チップをさらに要求するのかと思ったら……

 それは1961(昭和36)年、彼がまだ21歳でスーパータンカー(超大型タンカー)に乗っていたときのことだった。その船はペルシャ湾と日本の間を15日間かけて行き来して、ときどきフィリピンにも寄っていた。寄港先での自由時間は24時間。その合間に初めて歩いた日本の町が長崎の佐世保だったが、そこである出来事にであった。
 以下、彼が私にしてくれた話を日本語にしてまとめてみた。
「船を降りて町に出ると、何人ものかわいらしい女性が着物を着ているではないか。私はうれしくなって町中を歩いていたが、お腹がへったのでレストランを探し、一軒の店に入った。まず、靴を脱ぐように言われて、低いテーブルに案内されて、その下に足を入れた。
 ウェイトレスを待っていると、女性が注文を取りに来たので、私はすき焼きを食べることにした。これが何ともいえないくらい美味しい。このほか、出されたものすべてが美味しく、温かい酒(熱燗)もよかった。そのうち、ふと私は、テーブルにある箸を支えている小さなもの(箸置き)に目がいった。それは、美しい曲線を描く魚の形をしたものだった。
 食事を終え支払いを済ませた私は、周りを見回してちょっと考えた。ここは立派な大きなレストランで人もいっぱい入っている。もし、この美しい"魚"を失敬したら誰かに見られるだろうかと。いや、大丈夫だろう。そう思ってその"魚"を自分のポケットに入れた。しばらくして、ウェイトレスが代金のおつりをもってきた。
 私は、彼女のサービスにとても満足したことを示そうと、お皿の下にいくらかのお金(チップ)を置いてその場を去った。そして店を出て通りを歩きはじめると、うしろからカタ、カタと音が聞こえる。振り返ると、さっきのウェイトレスではないか。私を追ってきたのか。なんてことだ、あの美しい"魚"を追ってきたのか、どうすればいいんだ。走って逃げようか。いや、通りの人たちがそうさせないだろう。
 そう思いながら彼女が近くに来るのを待ち、ポケットのなかでその魚を握っていつでも返せるように準備した。すると、目の前に来た彼女は、さきほどお店で私がお皿の下に置いたお金(チップ)を私に手渡そうとする。
 なんなのか。私はものも言えないほど驚いた。お金はわずかな額だったから、これでは少ないと、暗に要求しているのかと思った。そこで私は、もう一方のポケットを手探りして、べつにお金をあげようとした。しかし、どうもおかしい。

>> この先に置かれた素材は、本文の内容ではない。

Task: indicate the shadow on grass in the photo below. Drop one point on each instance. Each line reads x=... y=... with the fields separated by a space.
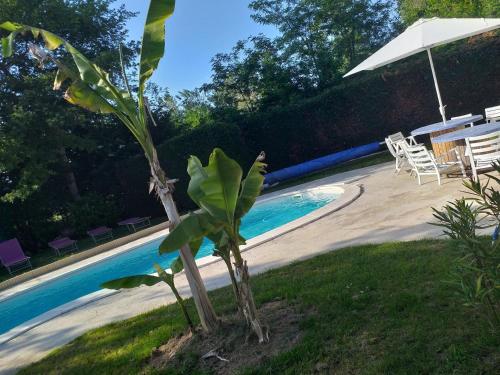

彼女は私にお金を手渡すと、何度も何度もお辞儀をしたのだ。あー、彼女はもっとチップを欲しいと言おうとしたのではなかった。こんなにたくさんチップをもらうことはできないと、その一部を私に返しに来たのだった。おかげで私は、あの"魚"を失敬したことを謝らずに済んだ」

もっと「日本かぶれ」になってもらおう!

 若き日のルイは、この若い女性の対応にいたく感心し、そういうこともあって二十数年前に、日本人である私に初めて会ったときも非常に好意的だった。いまでもこのことは鮮明に覚えているという。
 そして彼の感動は、別の形で私にも伝わってきた。この話を聞いたとき、私は日本人として胸にじーんとくるものがあった。謙虚さと慎ましさといった、日本人がもつ美徳を改めて教えられた気がした。イソップ童話の「金の斧、銀の斧」を思い出させるような話だ。
 昔の日本人は良かった、といったら言い過ぎだろうが、おそらくチップを受け取った若い女性と同じような対応をする勤労者は当時はたくさんいただろう。それがいつしか、お金とマニュアルが、働くものを支配してしまった。とはいっても、まだまだそういう倫理観というか、美意識を持っている人はいるだろうし、日本の社会には同様の美徳は残っている。接客態度にあらわれる謙虚さや丁寧さ、物作りに見られる細やかさや完成度の高さなど誇るところがたくさんある。
 昨今、急増する中国人観光客や日本のマンションを購入する中国人のことがよくメディアで取り上げられるが、彼らの日本に対する評価を見て「ああそうか」と、改めてこのことを実感する。「日本はきれいだから」、「日本製品はしっかりしているから」、「日本人はとても親切だから」などと口々に長所をあげてほめる。
 中国人のこうした動向に眉をひそめる人がいるが、もう少し大きく構えてみたらどうだろう。中国人に限ったことではないが、海外から来る人に日本のいいところを胸を張って見てもらったらいいのではないか。もちろん、ものを売り込むのに媚びるようなことは決してせず、あくまで日本の価値観に基づいて毅然と、そして自然に対応する。そこで「ああ、日本にはこんないいところがあるのか」と思ってもらい、それぞれの国に帰ってもらったらどうだろう。日本はこれまで製品を通じて評価されてきたが、日本の文化やライフスタイルでももっと評価されてしかるべきものがある。
 かつて日本人もアメリカやヨーロッパを訪れ、町並みの美しさや自由で率直なライフスタイルに憧れそれを真似た。それが目立ちすぎると「西洋かぶれ」、「アメリカかぶれ」と皮肉ったものだったが、その裏には羨望や劣等感が潜んでいた。そんな日本人を欧米人はどう感じていただろうか。
 立場を逆にして想像してみたらおもしろい。つまり、外国人が同じ外国人に「日本かぶれ」などと言われるのを聞いたら、それが皮肉であっても第三者の日本人としては決して悪い気はしないはずだ。ルイが半世紀前に感動したような出来事を今の日本にいる外国人にも味わってもらい、どんどん「日本かぶれ」になってもらおうではないか。